Zain Rizvi (Law & Policy Researcher at Public Citizen): A few points there. I think, one, it’s true that the companies should have been allocating their doses to the low- and middle-income countries at a reasonable price, and it’s true that this should have been done months ago. This is not even the bare minimum. This is something that is so obvious that it baffles me that it wasn’t done on day one of the Biden administration’s agenda. We need access for global vaccines. We need to end the pandemic. I think all of us agree that that certainly needs to be done.
What we’re also talking about is that we need much more capacity, because we just have so much uncertainty about the course of the pandemic. We have seen how the pandemic continues and continues and continues without access to vaccines. And we have, frankly, seen from developing countries themselves huge demands placed. You have, for example, the South African government, which has been a real champion working with the World Health Organization, trying to set up this mRNA hub. Right now, at this moment, down the street from Fatima, there are manufacturers and there are scientists that are working to reproduce the Moderna COVID-19 vaccine. They’re going to spend months trying to experiment to get to the knowledge that Moderna already has. Are we going to let them waste that time in a pandemic? It is unconscionable that the U.S. government is not doing more to support those hubs and to make the requisite investments.
We’ve seen some positive steps from the administration—I want to acknowledge those. We have seen, for example, even Congress allocating $2 billion for global and domestic vaccine manufacturing through the [Energy and Commerce Committee initial markup].
Now we need the Biden administration to step up because, at the end of the day, James, me, Fatima, Amy—we’re not sitting across from the heads of Moderna and Pfizer. We can’t tell them what to do. Covax can’t tell them what to do. The head of the World Health Organization can’t tell them what to do. There is a singular unique power that the U.S. government has, and the U.S. government has alone. This is the moment, and the question is, will the Biden administration rise to the occasion.
David Kessler: We’ve already told them what they have to do.
Fatima Hassan: But they’re not going to do it, right? I think we just won’t know what’s coming down the line, because Zain is right: I have no power over the CEOs of Moderna, Pfizer, and Johnson and Johnson. In fact, when we write letters to them, they don’t even have the decency to respond. We handed over petitions to Johnson and Johnson. They took them through a security gate. They didn’t have the decency to come out in person to accept the memorandum from us. This is the kind of power we’re dealing with when it comes to pharmaceutical companies.
I just want to say three things about Moderna and to really, really urge Dr. Kessler to actually get to the point of taking more firm action against them. I hear you saying that you’ve given them an ultimatum, and hopefully they’ll see the light.
The Moderna CEO is about to be celebrated with an award, and so too the Pfizer CEO. We will make our opposition to that known. But they’ve now said—in October 2021, months into this pandemic—after a lot of criticism, and after the protest that James and a number of other activists led outside the CEO of Moderna’s house—that they will set up a plant in Africa. When they’ll do so, where in Africa—a large continent!—and why not in the mRNA hub, are all questions that are not being answered. It’s a great PR statement that they’re going to commit to a hub, that they’re going to invest in manufacturing capacity in Africa, but there are no details.

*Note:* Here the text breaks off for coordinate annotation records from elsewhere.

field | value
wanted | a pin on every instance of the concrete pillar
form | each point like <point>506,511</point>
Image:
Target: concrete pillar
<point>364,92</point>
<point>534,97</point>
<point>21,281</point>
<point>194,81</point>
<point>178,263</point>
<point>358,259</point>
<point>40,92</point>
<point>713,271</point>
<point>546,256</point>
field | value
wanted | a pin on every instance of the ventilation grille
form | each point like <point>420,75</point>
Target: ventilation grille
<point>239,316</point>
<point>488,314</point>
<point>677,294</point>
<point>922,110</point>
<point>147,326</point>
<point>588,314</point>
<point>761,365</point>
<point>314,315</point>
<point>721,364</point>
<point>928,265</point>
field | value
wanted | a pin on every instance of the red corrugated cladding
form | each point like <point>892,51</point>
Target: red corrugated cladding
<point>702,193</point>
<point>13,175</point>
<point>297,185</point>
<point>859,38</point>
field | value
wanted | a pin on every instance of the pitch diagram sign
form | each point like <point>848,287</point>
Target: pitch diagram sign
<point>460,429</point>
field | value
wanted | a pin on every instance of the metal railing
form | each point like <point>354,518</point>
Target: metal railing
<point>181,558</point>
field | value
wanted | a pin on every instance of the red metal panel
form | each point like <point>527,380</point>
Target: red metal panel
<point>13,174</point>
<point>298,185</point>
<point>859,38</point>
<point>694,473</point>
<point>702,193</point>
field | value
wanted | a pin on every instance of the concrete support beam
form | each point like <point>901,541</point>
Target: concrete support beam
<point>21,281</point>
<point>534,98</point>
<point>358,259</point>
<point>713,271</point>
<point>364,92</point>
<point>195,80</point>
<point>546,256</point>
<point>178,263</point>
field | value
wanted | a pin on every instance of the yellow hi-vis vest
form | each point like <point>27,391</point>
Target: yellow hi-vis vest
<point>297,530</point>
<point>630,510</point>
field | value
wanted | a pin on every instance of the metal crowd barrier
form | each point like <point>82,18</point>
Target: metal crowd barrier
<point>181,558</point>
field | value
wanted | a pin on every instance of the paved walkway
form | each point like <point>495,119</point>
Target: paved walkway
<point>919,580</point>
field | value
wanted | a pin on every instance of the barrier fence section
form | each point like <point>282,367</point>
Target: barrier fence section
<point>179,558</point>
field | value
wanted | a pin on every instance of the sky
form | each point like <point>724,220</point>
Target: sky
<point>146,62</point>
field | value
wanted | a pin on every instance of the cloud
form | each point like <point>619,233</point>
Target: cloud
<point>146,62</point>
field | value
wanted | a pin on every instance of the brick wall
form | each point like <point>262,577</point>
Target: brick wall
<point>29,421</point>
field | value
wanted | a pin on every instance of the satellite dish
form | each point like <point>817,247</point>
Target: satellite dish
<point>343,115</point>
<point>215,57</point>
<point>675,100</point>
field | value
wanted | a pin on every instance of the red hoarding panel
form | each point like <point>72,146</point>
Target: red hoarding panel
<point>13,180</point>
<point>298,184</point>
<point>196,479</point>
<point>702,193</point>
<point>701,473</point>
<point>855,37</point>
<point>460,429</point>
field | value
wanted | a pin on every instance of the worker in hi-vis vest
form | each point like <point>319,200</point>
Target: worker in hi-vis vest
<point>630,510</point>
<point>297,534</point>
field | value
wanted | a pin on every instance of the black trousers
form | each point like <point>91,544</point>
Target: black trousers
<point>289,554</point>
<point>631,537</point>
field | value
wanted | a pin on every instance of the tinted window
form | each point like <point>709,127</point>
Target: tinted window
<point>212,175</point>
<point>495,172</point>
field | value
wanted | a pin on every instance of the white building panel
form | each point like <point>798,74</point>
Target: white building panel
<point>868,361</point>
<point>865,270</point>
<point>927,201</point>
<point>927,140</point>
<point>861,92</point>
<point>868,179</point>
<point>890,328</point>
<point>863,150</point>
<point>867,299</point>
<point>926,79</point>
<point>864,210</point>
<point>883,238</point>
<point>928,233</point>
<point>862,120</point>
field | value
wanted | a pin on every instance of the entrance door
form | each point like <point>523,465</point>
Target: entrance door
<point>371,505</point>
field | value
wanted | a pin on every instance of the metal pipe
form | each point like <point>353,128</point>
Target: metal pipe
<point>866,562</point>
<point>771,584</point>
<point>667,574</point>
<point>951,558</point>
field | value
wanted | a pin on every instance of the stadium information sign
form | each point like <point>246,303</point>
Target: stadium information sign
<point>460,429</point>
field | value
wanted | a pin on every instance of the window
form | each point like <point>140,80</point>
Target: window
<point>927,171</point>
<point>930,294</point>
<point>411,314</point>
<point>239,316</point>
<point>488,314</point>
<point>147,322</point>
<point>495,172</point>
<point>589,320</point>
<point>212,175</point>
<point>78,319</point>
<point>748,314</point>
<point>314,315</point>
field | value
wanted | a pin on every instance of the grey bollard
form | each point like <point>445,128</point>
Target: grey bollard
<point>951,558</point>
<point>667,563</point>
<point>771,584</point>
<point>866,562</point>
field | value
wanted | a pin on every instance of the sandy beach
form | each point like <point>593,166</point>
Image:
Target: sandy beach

They are registering patents in South Africa right now, while they have said that they’re not going to enforce patents during this pandemic. So clearly there is a game plan for Moderna. They know exactly what they are doing. They looked at the different scenarios, and they are going to decide for themselves when this pandemic is over, so that they can start enforcing the patents and still extract as much profit and control out of this pandemic as possible. So there isn’t this genuine voluntary cooperation to actually share knowledge in the middle of a pandemic.